Non pare al Collegio dubitabile che l’Ufficio possa legittimamente procedere alla rettifica dei valcri dichiarati nell’atto di vendita quando l’immobile trasferito sia pervenuto ai venditori a seguito di successione ereditaria con beneficio d’inventario, considerato che non può assumere rilievo preclusivo, per l’accertamento del reale ed effettivo valore di mercato del bene, la stima del valore del bene operata nell’ambito della procedura di liquidazione delle attività ereditarie (art. 499 c.c.), volta alla tutela di interessi di natura privatistica, comunque diversi da quelli considerati delle norme tributarie (Cass. n. 16560 del 2017, Cass. n. 22141 del 2010, con riferimento alle vendite ad evidenza pubblica).

Tuttavia, anche se il giudice di appello ha ritenuto tale stima particolarmente attendibile, in quanto avvenuta “sotto il controllo dell’Autorità giudiziaria”, va detto che lo stesso non si è fermato a tale profilo, certamente non decisivo.

La CTR del Molise, infatti, ha osservato che “proprio l’esame dei contratti esibiti in appello (dall’Agenzia delle Entrate) e che costituiscono il termine di paragone per valutare la congruità del valore dell’immobile impongono di affermare la illegittimità dell’avviso impugnato”, trattandosi di “due contratti che riguardano beni non omogenei rispetto a quello il cui valore è stato rettificato, perché uno dei due contratti riguarda un bene sito in Vasto e, quindi, in Comune diverso da Campobasso ed evidentemente con diverso mercato immobiliare; l’altro riguarda un locale commerciale sito in Campobasso, in Via Veneto, con doppio accesso da Via Zurlo, con la conseguenza che è un bene commerciale molto più appetibile rispetto a quello oggetto di causa, non fosse altro perché si trova in zona molto più centrale, con strade pubbliche di intenso traffico e parcheggi sulle stesse strade. L’immobile oggetto di rivalutazione, invece, è situato in una strada parimenti centrale di Campobasso, ma situata nel centro storico, stretta e con pochissimi e scomodi parcheggi nelle vicinanze”.

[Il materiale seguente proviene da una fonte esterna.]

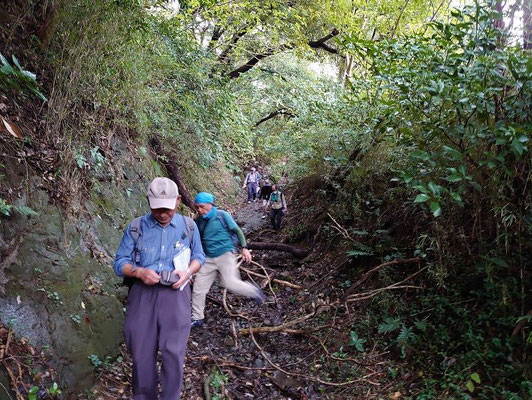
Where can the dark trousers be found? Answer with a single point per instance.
(157, 319)
(265, 192)
(252, 190)
(276, 215)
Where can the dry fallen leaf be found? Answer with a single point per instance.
(13, 129)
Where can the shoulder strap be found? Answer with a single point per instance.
(189, 227)
(221, 217)
(136, 233)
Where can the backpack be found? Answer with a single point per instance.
(136, 233)
(276, 200)
(220, 217)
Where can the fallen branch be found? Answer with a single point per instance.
(311, 378)
(397, 285)
(263, 329)
(365, 277)
(298, 253)
(279, 281)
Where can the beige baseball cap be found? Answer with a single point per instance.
(162, 193)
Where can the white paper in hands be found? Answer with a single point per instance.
(181, 262)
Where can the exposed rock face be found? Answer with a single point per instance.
(57, 285)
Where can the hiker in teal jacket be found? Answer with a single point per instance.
(217, 229)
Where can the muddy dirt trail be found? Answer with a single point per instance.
(221, 356)
(298, 345)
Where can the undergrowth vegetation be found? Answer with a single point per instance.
(421, 151)
(440, 170)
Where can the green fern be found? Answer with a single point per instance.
(389, 325)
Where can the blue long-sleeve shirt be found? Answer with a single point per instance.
(159, 245)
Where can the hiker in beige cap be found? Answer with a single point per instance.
(158, 304)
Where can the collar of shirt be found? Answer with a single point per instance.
(210, 214)
(152, 221)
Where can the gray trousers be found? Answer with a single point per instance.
(157, 319)
(252, 190)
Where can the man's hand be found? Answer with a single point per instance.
(183, 277)
(246, 256)
(148, 276)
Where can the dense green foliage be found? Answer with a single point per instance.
(416, 129)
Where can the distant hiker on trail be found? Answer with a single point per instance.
(158, 303)
(265, 191)
(218, 229)
(277, 205)
(252, 183)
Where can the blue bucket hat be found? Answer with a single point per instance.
(204, 197)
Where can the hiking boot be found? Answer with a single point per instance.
(196, 323)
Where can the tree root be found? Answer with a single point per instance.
(298, 253)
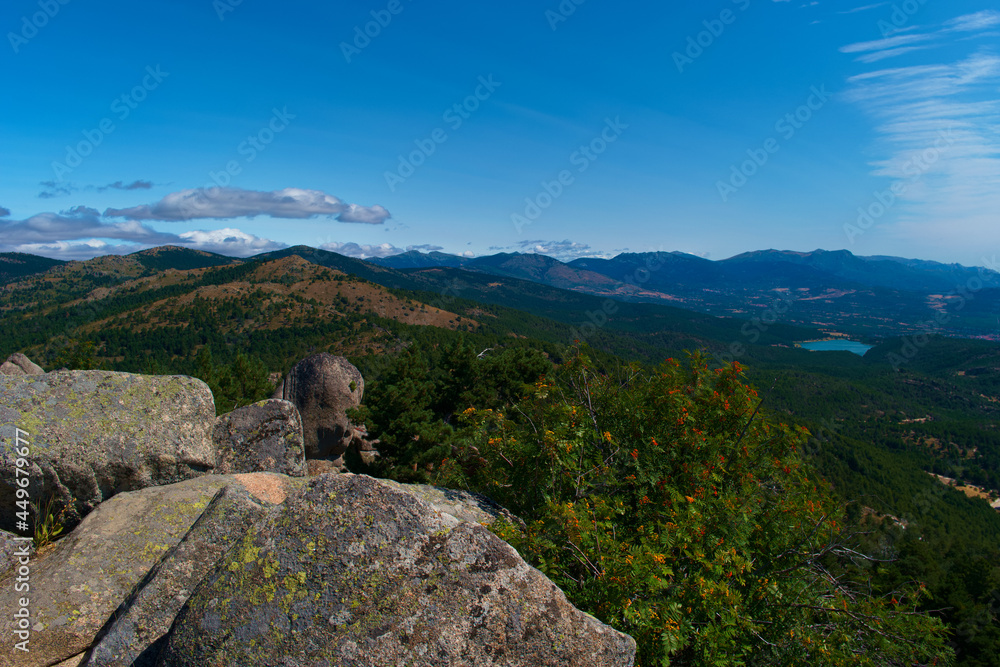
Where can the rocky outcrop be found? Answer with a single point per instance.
(134, 636)
(93, 434)
(13, 551)
(263, 437)
(353, 572)
(126, 551)
(323, 388)
(18, 364)
(455, 506)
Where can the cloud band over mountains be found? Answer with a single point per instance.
(226, 203)
(82, 232)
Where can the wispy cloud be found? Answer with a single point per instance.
(561, 250)
(229, 241)
(917, 37)
(56, 189)
(134, 185)
(362, 250)
(864, 8)
(77, 223)
(226, 203)
(936, 132)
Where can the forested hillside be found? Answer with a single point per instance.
(435, 343)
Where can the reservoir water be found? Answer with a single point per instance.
(837, 346)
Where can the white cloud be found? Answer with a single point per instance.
(899, 44)
(228, 241)
(225, 203)
(75, 250)
(362, 251)
(77, 223)
(561, 250)
(936, 137)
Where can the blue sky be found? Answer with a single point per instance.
(564, 128)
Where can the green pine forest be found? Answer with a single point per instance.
(771, 507)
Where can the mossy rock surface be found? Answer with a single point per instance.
(134, 635)
(93, 434)
(353, 572)
(143, 548)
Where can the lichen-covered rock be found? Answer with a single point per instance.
(263, 437)
(324, 387)
(13, 549)
(456, 506)
(77, 585)
(134, 635)
(353, 572)
(93, 434)
(18, 364)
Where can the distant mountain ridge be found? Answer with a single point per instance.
(835, 291)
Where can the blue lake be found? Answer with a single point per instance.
(837, 346)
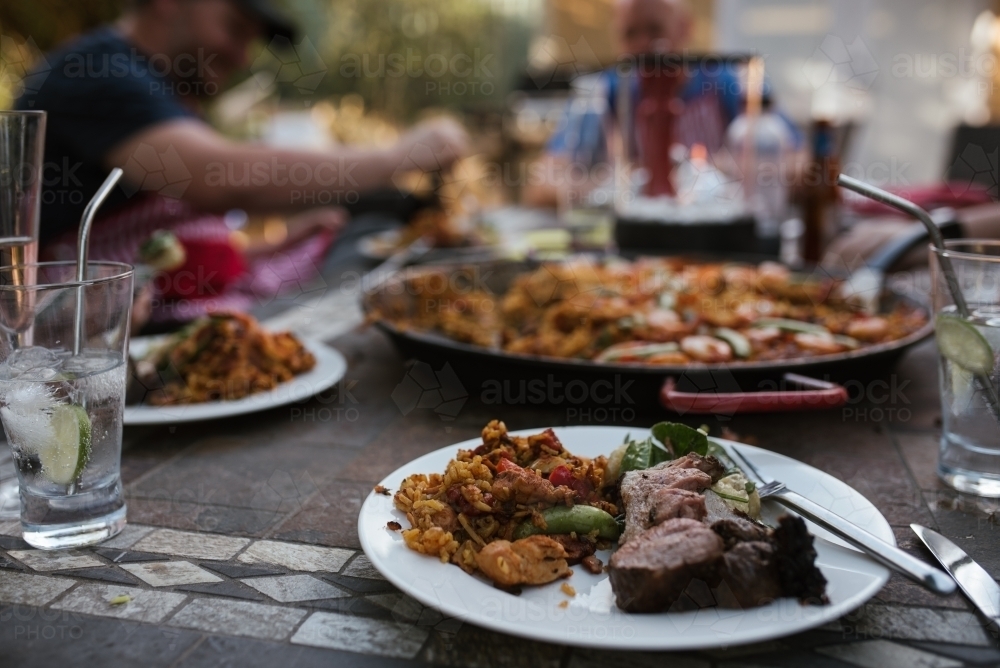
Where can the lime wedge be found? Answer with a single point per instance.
(959, 341)
(64, 457)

Si tratta di un accertamento di fatto che si sottrae al sindacato di legittimità, ove sorretto da adeguata motivazione ed immune da vizi logici e giuridici.

Non v’e’ luogo a pronuncia sulle spese processuali in quanto l’intimata non ha svolto attività difensiva nel giudizio di legittimità.

P.Q.M.

La Corte, rigetta il ricorso.

Così deciso in Roma, il 3 novembre 2021.